Como sea, la principal víctima acaba siendo la libertad de los ciudadanos a manos de una violencia más o menos “democrática”.

Por Carlos Mayora Re
Ingeniero @carlosmayorare

Es un secreto a voces que el liberalismo como corriente de pensamiento que se arraiga en la libertad de la persona, y que por lo mismo exalta el papel de la individualidad y del ejercicio de la libertad, está en crisis. De hecho, en bastantes trasfondos culturales en general, y en los que campa el liberalismo en particular, con la excusa de la libertad, los ciudadanos tienen vedado disentir y expresar su disenso.

En la opinión pública, en bastantes tanques de pensamiento, en la mayoría de instituciones académicas alrededor del mundo, en las organizaciones internacionales financiadas por los estados miembros, así como en el interior de cada “tribu” o grupúsculo social aglutinado en torno a una ideología, aquél que se atreva a disentir es proscrito y no raramente expulsado, si no es que se aísla voluntariamente para evitar el destierro cultural, y la desesperación que produce tener que pensar por uno mismo.

Para adelantar una conclusión, diría que el problema no está causado por el exceso de liberalismo (que cada quien haga de su capa un sayo), sino más bien por todo lo contrario: por un inmenso déficit de libertad y por lo mismo de respeto a la opinión disidente.

Algunas manifestaciones son mostradas por medio de preguntas que algunos conservadores posliberales hacen al “sistema”. Por ejemplo: si en las democracias liberales el Estado debe ser neutral respecto a las distintas concepciones de lo bueno o de lo correcto ¿por qué luego toma partido por unas (ideología de género, protección a ultranza de minorías étnicas) frente a otras? Una más: si liberalismo y libertad prácticamente coinciden ¿por qué buena parte de los ciudadanos tienen miedo a decir públicamente lo que piensan? Y otra: si liberalismo y tolerancia -teóricamente- van de la mano ¿por qué algunas personas o instituciones son obligadas mediante coerción legal y amenazas penales a actuar en contra de su conciencia, o del conjunto de ideas sobre las que construyen sus criterios éticos?

Sin embargo, hay quienes -ante la insistencia de los ataques al sistema liberal- no dejan de recordar a esos críticos que no todo el monte es orégano… y traen a cuento la enorme cantidad de beneficios: promoción de una cultura de paz y de convivencia social, protección de los derechos de las minorías, equiparación de todos ante la ley, etc. que las ideas políticas liberales han traído a lo largo de los dos últimos siglos.

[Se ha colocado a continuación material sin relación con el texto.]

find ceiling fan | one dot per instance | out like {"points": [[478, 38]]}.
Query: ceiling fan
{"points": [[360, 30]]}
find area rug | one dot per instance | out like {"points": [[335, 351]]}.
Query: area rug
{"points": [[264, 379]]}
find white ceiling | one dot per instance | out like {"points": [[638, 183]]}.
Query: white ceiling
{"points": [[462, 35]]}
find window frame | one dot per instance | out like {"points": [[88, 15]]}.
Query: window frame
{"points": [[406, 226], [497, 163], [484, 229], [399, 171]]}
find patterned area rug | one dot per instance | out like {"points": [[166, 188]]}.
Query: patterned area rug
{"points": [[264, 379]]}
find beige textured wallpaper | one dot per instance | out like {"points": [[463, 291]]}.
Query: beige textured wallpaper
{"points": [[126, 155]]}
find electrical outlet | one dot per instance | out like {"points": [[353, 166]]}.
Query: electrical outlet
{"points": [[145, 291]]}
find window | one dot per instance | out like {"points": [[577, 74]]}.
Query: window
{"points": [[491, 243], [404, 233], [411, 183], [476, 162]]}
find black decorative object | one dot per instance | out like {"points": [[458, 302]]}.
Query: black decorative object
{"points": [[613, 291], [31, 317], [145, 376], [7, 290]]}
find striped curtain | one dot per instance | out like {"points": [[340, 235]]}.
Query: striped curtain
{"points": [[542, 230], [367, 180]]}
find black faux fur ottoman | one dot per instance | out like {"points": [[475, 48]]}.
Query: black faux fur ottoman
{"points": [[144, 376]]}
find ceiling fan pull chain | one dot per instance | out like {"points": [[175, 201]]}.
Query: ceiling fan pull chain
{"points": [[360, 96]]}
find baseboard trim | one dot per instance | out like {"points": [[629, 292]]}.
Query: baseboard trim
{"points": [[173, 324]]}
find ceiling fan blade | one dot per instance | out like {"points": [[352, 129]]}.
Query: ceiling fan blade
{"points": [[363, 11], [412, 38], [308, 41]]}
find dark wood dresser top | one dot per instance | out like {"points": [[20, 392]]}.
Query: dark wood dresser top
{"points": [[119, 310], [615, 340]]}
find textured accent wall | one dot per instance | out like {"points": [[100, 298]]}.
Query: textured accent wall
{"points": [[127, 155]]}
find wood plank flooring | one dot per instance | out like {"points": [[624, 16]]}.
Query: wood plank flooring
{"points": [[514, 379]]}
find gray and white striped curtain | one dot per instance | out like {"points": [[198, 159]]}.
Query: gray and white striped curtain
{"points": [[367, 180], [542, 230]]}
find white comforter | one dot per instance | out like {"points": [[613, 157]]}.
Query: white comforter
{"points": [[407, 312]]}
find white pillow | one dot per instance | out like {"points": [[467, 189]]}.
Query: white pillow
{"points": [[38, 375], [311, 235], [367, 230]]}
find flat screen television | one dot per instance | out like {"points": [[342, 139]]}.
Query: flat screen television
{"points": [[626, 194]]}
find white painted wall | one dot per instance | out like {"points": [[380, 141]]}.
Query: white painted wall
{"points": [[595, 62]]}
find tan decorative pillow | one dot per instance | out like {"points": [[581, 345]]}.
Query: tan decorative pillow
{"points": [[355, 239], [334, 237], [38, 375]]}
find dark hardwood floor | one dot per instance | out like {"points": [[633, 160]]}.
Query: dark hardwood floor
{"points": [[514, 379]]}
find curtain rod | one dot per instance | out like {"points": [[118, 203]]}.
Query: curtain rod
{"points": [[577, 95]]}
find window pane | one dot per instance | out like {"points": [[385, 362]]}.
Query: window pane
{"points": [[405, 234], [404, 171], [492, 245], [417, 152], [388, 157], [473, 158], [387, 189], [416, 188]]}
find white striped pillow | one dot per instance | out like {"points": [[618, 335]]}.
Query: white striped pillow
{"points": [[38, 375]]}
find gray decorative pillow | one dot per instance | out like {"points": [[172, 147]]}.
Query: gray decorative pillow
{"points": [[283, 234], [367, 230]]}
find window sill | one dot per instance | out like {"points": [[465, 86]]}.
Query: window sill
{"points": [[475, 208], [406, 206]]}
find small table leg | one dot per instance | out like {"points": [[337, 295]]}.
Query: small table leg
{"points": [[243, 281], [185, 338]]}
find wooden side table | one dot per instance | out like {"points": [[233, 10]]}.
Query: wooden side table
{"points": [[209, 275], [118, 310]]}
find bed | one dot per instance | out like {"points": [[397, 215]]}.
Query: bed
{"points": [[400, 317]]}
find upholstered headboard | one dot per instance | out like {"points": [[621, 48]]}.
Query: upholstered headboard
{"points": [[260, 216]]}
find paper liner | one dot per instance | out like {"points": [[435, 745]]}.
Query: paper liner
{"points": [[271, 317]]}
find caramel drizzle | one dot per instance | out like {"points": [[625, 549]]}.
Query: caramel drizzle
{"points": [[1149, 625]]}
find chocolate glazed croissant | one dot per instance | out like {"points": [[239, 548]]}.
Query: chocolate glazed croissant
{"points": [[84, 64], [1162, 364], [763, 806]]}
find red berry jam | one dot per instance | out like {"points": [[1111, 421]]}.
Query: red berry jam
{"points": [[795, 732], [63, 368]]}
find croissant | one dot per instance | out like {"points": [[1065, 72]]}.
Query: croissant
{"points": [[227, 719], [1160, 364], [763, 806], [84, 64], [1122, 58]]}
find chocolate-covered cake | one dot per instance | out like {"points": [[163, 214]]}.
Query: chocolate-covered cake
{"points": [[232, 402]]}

Los ataques, sin embargo, no dejan de tener razón, pues el dogmatismo libertario ha terminado por poner en jaque los derechos y libertades, la separación de poderes, el mismo Estado de derecho, la posibilidad de una opinión pública independiente del gobernante de turno, la representatividad democrática en los organismos de gobierno, etc.

No falta quien achaca esa degradación del liberalismo a otro protagonista muy presente en el panorama mundial: el populismo. No el populismo como estrategia de implementación de medidas públicas con el propósito de ganar el voto de la gente, sino el populismo que quita la representatividad democrática a los votantes porque se arroga en exclusividad la interpretación de los deseos de la gente; para lo cual divide la sociedad entre “ellos” (los malos, los mismos de siempre, los corruptos) y nosotros (el pueblo): es el populismo de Trump, de Vladimir Putin y, por supuesto, el de Nicolás Maduro… y también el de todos sus más o menos eficaces imitadores latinoamericanos.

Como sea, la principal víctima acaba siendo la libertad de los ciudadanos a manos de una violencia más o menos “democrática”. En un caso aplastada por un Estado sesgado ideológicamente; y en el otro, por un sistema de gobierno que “para el mayor bien de la mayor cantidad de personas” destruye el sistema de separación de poderes y se hace más tirano que el peor de los déspotas que haya habido.